Photography is all about showing people what something looked like.
Simple as this sounds I would like to believe that there is more to it than that. There should be more to your images than just what it looks like because if that’s all it’s about your images will, eventually, look like everybody else’s. The goal is to make people feel your images.
Having just wrapped up our 2014 Great Migration season in the Mara – hey, did you know that 2015 bookings are open already – I thought we’d look at a river crossing as an example.
This is a stock standard type of river crossing image.
It’s pretty easy to get a shot like this. You set your camera up on a bean bag or tripod, point it at the point where the wildebeest are crashing into the river, dial in a fast shutter speed and fire at will.
Yes, there is most definitely a huge element of luck involved but the recipe is quite simple and easy to follow and you will more than likely end up with some great images.
But does the above image make you feel what a crossing is like or is it just, as so many people like to announce on social media platforms, just another crossing image?
Nailing the crisp shots of river crossings is something you should definitely do for yourself when you experience it for the first time but then you need to make your viewers feel something.
The intensity, the chaos, the drama.
As with anything to do with art and photography this is obviously open to artistic interpretation, personal taste, whatever.

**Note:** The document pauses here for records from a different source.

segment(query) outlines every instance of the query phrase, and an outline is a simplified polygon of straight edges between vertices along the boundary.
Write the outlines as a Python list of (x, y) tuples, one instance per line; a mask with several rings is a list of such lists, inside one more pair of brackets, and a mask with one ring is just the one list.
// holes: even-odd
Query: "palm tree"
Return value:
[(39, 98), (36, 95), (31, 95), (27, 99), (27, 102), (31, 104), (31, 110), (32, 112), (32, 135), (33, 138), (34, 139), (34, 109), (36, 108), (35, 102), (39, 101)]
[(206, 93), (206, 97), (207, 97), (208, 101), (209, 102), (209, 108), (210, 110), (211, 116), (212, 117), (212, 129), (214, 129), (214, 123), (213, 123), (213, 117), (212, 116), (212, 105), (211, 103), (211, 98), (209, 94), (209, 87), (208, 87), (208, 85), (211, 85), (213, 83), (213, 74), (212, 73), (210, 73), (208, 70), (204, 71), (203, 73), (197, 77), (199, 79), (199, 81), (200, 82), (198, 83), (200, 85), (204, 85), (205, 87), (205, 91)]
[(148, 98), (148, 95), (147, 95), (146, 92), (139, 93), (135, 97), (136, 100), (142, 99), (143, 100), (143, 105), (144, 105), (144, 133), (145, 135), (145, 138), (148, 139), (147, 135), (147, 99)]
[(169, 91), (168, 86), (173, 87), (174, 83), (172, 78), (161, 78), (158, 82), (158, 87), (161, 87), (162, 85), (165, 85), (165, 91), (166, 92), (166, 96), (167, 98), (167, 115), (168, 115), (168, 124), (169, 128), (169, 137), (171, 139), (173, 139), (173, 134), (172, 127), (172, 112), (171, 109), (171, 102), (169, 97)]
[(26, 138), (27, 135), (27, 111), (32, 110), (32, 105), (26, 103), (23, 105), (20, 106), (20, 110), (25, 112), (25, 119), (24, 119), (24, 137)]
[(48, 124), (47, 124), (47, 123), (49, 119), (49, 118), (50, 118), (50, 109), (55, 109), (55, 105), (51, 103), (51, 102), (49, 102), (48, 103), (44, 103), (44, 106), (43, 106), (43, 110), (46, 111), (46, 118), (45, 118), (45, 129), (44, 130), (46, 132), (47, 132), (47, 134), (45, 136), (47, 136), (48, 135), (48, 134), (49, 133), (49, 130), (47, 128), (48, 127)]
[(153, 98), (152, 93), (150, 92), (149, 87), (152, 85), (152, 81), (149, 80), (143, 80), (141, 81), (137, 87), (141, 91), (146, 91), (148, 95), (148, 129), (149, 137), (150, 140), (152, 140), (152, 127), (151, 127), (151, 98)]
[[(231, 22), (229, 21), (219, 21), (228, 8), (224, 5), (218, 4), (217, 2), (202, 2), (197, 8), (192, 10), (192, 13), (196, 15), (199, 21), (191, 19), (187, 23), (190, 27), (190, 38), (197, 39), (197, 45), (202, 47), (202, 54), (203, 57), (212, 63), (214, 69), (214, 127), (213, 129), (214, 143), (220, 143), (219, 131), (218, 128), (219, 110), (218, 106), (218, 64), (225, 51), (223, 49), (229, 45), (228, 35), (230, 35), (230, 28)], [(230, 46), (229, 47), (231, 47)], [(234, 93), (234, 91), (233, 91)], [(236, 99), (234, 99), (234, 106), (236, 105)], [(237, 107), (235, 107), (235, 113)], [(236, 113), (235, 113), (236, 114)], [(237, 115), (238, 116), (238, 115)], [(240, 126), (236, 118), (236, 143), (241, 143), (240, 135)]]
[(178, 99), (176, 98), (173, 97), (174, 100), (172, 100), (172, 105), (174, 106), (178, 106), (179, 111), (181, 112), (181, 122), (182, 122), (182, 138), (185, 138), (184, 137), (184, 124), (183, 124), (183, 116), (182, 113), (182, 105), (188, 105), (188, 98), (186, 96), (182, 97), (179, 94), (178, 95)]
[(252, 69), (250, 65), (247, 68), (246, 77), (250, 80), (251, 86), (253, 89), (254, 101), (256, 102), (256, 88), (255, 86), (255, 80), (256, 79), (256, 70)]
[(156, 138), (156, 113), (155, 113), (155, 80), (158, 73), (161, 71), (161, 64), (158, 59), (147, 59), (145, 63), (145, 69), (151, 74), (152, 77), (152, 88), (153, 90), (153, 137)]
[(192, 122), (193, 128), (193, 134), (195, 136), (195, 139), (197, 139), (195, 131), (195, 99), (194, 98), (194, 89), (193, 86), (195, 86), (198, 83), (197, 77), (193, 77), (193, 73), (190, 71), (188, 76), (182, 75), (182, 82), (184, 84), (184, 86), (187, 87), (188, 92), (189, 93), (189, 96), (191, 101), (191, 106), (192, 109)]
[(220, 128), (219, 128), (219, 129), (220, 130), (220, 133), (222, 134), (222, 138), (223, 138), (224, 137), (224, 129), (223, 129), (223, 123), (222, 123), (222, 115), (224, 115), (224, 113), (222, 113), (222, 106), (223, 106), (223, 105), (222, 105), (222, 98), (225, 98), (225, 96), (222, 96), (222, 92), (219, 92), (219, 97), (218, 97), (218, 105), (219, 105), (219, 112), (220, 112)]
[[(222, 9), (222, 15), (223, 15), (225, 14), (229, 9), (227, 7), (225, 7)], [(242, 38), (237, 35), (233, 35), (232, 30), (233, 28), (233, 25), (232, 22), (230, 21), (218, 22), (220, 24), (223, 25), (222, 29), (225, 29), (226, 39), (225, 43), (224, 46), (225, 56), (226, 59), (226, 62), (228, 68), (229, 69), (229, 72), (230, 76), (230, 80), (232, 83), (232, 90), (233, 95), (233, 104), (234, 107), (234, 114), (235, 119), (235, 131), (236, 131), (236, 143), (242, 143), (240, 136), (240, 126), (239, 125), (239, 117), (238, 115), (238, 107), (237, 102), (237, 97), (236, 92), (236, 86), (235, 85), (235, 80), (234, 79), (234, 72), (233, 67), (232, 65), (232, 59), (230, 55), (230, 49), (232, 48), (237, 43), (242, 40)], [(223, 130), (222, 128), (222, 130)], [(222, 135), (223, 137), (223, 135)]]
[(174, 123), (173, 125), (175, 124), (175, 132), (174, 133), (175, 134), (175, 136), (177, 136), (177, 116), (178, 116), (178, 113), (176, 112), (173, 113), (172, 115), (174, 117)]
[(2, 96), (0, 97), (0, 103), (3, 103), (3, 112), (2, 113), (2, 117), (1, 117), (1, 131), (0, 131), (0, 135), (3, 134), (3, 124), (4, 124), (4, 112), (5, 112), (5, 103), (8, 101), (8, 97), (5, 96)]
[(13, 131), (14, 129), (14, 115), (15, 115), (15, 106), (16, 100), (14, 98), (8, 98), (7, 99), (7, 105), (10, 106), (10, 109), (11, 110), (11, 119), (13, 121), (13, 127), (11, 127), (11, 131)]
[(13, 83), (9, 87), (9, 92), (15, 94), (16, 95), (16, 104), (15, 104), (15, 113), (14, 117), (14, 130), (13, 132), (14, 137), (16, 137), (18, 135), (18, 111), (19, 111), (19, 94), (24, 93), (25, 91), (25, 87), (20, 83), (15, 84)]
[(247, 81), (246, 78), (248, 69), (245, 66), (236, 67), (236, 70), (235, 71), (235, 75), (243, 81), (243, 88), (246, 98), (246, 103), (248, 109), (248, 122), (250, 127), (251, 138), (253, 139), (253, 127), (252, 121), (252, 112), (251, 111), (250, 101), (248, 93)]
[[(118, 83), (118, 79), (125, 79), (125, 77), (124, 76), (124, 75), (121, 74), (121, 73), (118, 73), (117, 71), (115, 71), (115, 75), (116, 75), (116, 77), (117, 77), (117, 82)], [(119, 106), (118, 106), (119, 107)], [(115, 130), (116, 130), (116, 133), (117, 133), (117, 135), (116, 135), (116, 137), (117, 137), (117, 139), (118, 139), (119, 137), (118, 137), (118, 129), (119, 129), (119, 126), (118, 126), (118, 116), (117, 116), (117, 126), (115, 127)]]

The important thing is that you, as the photographer, should be aiming to capture the emotion that you felt at the time of clicking the shutter and hopefully make your audience feel something. I call bullshit on any photographer who follows a strictly technical approach to wildlife photography and dismisses the creative side of the craft because the underlying passion of what we do, and what we feel, is an essential ingredient in images that speak to people.
That being said, your primary goal should not be to create images that speak to people but rather to create images that speak to you. If people like what you do and it makes them feel something, that’s great and a nice, albeit not essential, side effect.
Now whichever way you cut it, watching a crossing does evoke certain feelings and emotions. One particular crossing a few weeks ago was quite challenging from a photographic point of view and after trying to bank a few stock standard shots I decided to throw that approach out of the window and rather try and create images of what I was feeling rather than what I was seeing.
The banks of the river was high, there was a more than usual amount of nervous tension within the group of wildebeest, and it was frantic.
Slower shutter speeds, a little bit of intentional camera movement and vision driven post processing has left me with three images that makes me feel what that particular crossing was like rather than just what it looked like.
If you think that a creative approach to wildlife photography is just a wishy washy type of point and pray approach, then read the first half of the above sentence again. The foundation of a creative approach to wildlife photography requires a good, solid understanding of the technical aspects of photography which, when applied with a specific goal in mind, is just another tool in your photographic toolbox to use as and when needed.
It’s all fine and well to create images that can show people what a river crossing looked like but why not go that one step further and try to create images that make them feel what it was like.
After all of that I suppose the message here is simple really; Shoot for yourself and create images that make you feel something.
If other people like what they see that’s great.
If they like what they feel, even better!